Secondo motivo: a causa dell’aumento dei tassi di interesse, sono emersi i primi segnali di instabilità del sistema finanziario, con il crollo della Silicon Valley Bank, di Credit Swiss e di diverse altre banche nel marzo 2023 mentre i prezzi non sono scesi. Nel frattempo, il pianeta ha fatto molto poco per ridurre le sue emissioni di gas serra. Ancora oggi, l’80% dell’energia dissipata dall’umanità rimane costituita da combustibili fossili.
Il terzo motivo è che l’aumento del costo del denaro non può che rendere più difficile finanziare gli investimenti verdi di cui il pianeta ha urgente bisogno. Per avere qualche possibilità di rimanere vicini a un aumento di +2 gradi entro la fine del secolo, dovremmo spendere circa l’8% del PIL globale ogni anno in investimenti verdi. Siamo molto lontani da questo (meno dell’1%). Invece di prendere sul serio gli avvertimenti scientifici, abbiamo costruito un castello di carte finanziario che è ancora in piedi solo grazie alle politiche monetarie molto accomodanti delle banche centrali. Ora, l’inflazione ci sta facendo pagare il prezzo della nostra dipendenza dai combustibili fossili e dai minerali rari.

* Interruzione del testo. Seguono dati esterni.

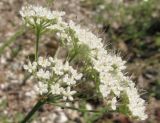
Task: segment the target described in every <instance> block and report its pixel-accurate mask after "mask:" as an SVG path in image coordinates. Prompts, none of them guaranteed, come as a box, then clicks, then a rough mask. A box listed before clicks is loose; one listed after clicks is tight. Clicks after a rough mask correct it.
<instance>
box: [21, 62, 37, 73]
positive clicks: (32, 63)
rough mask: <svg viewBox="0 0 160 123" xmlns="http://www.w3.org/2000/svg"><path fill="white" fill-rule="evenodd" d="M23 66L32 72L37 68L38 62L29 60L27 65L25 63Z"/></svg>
mask: <svg viewBox="0 0 160 123" xmlns="http://www.w3.org/2000/svg"><path fill="white" fill-rule="evenodd" d="M23 68H24V69H25V70H27V71H28V72H29V73H32V72H33V71H35V70H36V69H37V63H36V62H33V63H31V62H28V64H27V65H24V66H23Z"/></svg>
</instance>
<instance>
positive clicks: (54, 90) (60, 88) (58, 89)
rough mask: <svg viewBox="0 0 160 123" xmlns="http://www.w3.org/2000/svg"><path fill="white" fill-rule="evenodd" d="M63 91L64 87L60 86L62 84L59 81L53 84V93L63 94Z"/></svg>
mask: <svg viewBox="0 0 160 123" xmlns="http://www.w3.org/2000/svg"><path fill="white" fill-rule="evenodd" d="M62 91H63V88H62V87H60V84H59V83H57V84H54V85H51V93H52V94H56V95H59V94H61V93H62Z"/></svg>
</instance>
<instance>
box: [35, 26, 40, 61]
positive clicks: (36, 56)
mask: <svg viewBox="0 0 160 123" xmlns="http://www.w3.org/2000/svg"><path fill="white" fill-rule="evenodd" d="M35 33H36V45H35V61H36V62H37V61H38V52H39V39H40V33H41V29H40V27H39V26H37V27H36V29H35Z"/></svg>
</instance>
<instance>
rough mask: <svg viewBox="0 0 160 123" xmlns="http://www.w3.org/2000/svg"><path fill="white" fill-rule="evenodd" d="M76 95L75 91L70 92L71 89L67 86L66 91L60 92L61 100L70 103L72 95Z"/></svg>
mask: <svg viewBox="0 0 160 123" xmlns="http://www.w3.org/2000/svg"><path fill="white" fill-rule="evenodd" d="M75 93H76V91H71V87H70V86H68V87H67V89H66V90H64V91H63V92H62V94H63V99H64V100H67V99H68V100H70V101H73V97H72V96H73V95H74V94H75Z"/></svg>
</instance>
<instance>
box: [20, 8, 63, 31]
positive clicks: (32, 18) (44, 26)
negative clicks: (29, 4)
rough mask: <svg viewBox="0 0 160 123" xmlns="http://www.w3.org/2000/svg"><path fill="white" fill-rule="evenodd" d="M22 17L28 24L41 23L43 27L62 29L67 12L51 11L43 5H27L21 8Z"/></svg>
mask: <svg viewBox="0 0 160 123" xmlns="http://www.w3.org/2000/svg"><path fill="white" fill-rule="evenodd" d="M20 15H21V16H22V19H23V20H24V22H26V24H27V25H28V26H36V25H40V26H42V27H43V28H51V29H60V28H61V24H62V25H63V24H64V25H65V23H62V16H63V15H65V12H59V11H50V10H48V9H47V8H43V7H41V6H38V5H37V6H33V5H27V6H24V7H22V9H21V10H20Z"/></svg>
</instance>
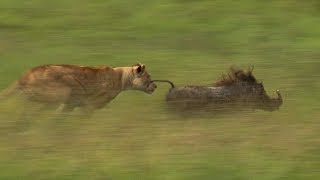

Invece di capire che l’unico modo per liberarcene è accelerare gli investimenti verdi, stiamo reagendo combattendo con i mezzi tradizionali che non faranno crollare la febbre inflazionistica a lungo termine, ma che faranno crollare il castello di carte finanziarie. E’ giunto il momento di rinsavire: regolamentare i mercati finanziari e il settore bancario; finanziare un Green New Deal europeo degno di questo nome; Dare il via a una reindustrializzazione verde dell’Europa per ridurre la nostra dipendenza dai combustibili fossili. La guerra in Ucraina ci ricorda che questo è il prezzo della pace.